BREAKING: House Sends Bipartisan Public Pension Reform Plan to Governor’s Desk

HARRISBURG – As part of the House Republican effort to reinvent the operations and priorities of Pennsylvania government, the House approved legislation to stop pension costs from draining critical taxpayer resources away from schools, law enforcement and other important programs, House leaders said today.

With a bipartisan vote of 143-53, the bill now heads to the governor’s desk for signature.

The public pension reform plan, Senate Bill 1, will strengthen the state’s two public employee pension systems – the State Employees’ Retirement System (SERS) and the Public School Employees’ Retirement System (PSERS) — by requiring any new state or school district employee hired in 2019 or later to participate in a 401(k)-style plan.

This includes state workers, teachers, judges and members of the General Assembly. Current retirees and current workers or teachers will not be affected by this legislation, unless they actively choose to participate.

Eighteen states have enacted some 401(k)-style plan for state workers.  

The public pension reform plan is projected to save taxpayers more than $5 billion and another $3 billion or more from reduced fees and costs through investment management changes.

Speaker of the House Mike Turzai (R-Allegheny): “This marks a historic point in Pennsylvania government, moving to a defined contribution plan for new hires in the public sector.

“Private sector employees have been in the defined contribution space for some time now. The dramatic increases in pension costs have put significant pressure on the taxpayers. This reform will protect future taxpayers’ hard-earned dollars while still providing competitive benefits for new hires.”

House Majority Leader Dave Reed (R-Indiana): “Passing the budget bill in April and now sending a public pension reform bill to the governor shows we are serious about changing how Pennsylvania government operates.

“Reforming the state’s public pension systems to help control taxpayer spending is a top priority; it comes down to restructuring an unaffordable pension system and working to invest those dollars in our schools and communities.”

House Majority Whip Bryan Cutler (R-Lancaster): “Some people may not feel this is the perfect bill. However, it’s important to remember that as we are reforming the system, the unfunded liability for benefits that have already been promised continues to grow.

“In a case like this, a strong bill that receives a vote is far better than a perfect bill that may never exist.”

Appropriations Committee Chairman Stan Saylor (R-York): “With pension obligations being the number one cost-driver for school districts and the state, pension reform is an absolute necessity to avoid property tax increases as well as cuts to essential services.

“This will help realign the state’s public pension systems with those of the private sector as part of our effort to reinvent Pennsylvania government.”

Republican Policy Committee Chairman Kerry Benninghoff (R-Centre/Mifflin): “Pension costs have long led to higher property taxes for homeowners and less money for classrooms.

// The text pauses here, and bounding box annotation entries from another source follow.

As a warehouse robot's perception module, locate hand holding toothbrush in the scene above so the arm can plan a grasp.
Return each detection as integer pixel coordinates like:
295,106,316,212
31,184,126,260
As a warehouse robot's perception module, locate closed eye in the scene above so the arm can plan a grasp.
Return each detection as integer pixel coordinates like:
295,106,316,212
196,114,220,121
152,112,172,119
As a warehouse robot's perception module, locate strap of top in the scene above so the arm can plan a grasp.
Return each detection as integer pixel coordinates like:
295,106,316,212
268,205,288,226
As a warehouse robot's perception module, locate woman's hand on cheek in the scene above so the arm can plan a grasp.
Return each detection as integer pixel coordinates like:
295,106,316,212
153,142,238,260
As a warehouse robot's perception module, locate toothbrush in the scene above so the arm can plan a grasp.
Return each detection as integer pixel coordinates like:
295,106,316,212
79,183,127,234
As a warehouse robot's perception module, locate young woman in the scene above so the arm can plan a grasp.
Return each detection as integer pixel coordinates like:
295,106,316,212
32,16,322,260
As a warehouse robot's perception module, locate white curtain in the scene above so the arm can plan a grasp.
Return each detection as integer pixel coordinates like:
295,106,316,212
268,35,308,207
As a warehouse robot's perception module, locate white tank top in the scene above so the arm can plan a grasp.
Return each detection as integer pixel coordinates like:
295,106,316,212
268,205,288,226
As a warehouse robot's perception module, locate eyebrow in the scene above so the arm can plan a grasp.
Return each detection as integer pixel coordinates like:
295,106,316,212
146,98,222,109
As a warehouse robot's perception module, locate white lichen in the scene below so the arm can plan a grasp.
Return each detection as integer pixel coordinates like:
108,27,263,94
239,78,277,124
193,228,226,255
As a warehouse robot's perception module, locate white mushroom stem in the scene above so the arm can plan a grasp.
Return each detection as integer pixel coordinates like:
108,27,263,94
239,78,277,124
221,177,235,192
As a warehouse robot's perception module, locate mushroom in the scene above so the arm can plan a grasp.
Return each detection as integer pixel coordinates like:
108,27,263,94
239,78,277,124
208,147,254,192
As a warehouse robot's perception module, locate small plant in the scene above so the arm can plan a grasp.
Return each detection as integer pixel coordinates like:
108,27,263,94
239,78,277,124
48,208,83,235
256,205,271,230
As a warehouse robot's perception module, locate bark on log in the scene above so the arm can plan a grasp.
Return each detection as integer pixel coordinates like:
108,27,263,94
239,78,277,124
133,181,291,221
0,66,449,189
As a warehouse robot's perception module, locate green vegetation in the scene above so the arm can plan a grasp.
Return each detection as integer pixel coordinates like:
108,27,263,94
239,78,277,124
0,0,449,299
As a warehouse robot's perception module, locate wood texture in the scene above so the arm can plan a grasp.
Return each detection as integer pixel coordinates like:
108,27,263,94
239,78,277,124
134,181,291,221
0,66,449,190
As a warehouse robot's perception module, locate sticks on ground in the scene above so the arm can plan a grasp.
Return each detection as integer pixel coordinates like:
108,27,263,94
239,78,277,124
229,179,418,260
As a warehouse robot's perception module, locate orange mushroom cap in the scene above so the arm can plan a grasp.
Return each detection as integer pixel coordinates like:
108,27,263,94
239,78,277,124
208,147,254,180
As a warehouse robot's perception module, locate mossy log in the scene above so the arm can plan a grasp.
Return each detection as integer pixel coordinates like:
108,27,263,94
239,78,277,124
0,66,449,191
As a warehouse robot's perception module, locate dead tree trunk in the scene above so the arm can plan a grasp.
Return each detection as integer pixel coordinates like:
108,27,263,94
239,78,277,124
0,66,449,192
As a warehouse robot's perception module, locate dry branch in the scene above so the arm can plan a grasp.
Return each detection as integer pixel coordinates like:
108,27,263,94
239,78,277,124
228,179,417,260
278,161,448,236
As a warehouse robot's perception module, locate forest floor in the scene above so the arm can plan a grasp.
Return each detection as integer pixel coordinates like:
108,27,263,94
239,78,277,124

“By addressing one of the biggest cost-drivers in the state budget and school district budgets throughout Pennsylvania, we are helping to stabilize budgets and helping the taxpayers by controlling costs.”

Caucus Chairman Marcy Toepel (R-Montgomery): “While the effects would not be felt immediately, this bill – which would be the biggest change to the pension system according to PennCAN – would eventually lessen the burden placed on taxpayers in the form of ever-increasing property taxes.

“As Commonwealth residents are being overcome by the costs of remaining in the homes they’ve had for decades, this bill should be a relief as it would eliminate the defined benefit plan currently being offered for new employees. By giving employees the option to choose from three plans, they would enjoy greater control of their savings and risk would be shifted away from taxpayers.”

Caucus Administrator Kurt Masser (R-Columbia/Montour/Northumberland): “Pension reform not only protects our taxpayers, but also enables the commitment to our retirees and current employees to be kept as promised.

“This is a responsible public pension reform plan that addresses flaws in the current system while protecting the taxpayers who foot the bill and ensuring our state workers and teachers the retirement security they deserve.”

Caucus Secretary Donna Oberlander (R-Clarion/Armstrong/Forest): “For the past decade, the pension mandate was taxing our ability to fund meaningful programs that our taxpayers truly want.

“The fact that we accomplished this goal, and can now refocus on our legislative priorities all while providing the promised benefits to our current retirees, is truly historic.”

Combined, SERS and PSERS have 863,000 active, vested and retired members, and an unfunded liability of approximately $62 billion.

The Independent Fiscal Office estimates that by 2019, pension payments by taxpayers will account for nearly 10 percent of the entire state General Fund budget.

In less than seven years, the unfunded pension liability has more than doubled from less than $30 billion to $62 billion.

The public pension reform plan in Senate Bill 1 would offer all new state and school district employees three different retirement planning options – a defined contribution plan similar to the 401(k) system offered by most employers in the private sector, or one of two hybrid plans which combine a 401(k)-style plan with a smaller defined benefit plan. 

According to an analysis by the Pew Charitable Trusts, “This would be one of the most – if not the most – comprehensive and impactful reforms any state has implemented.”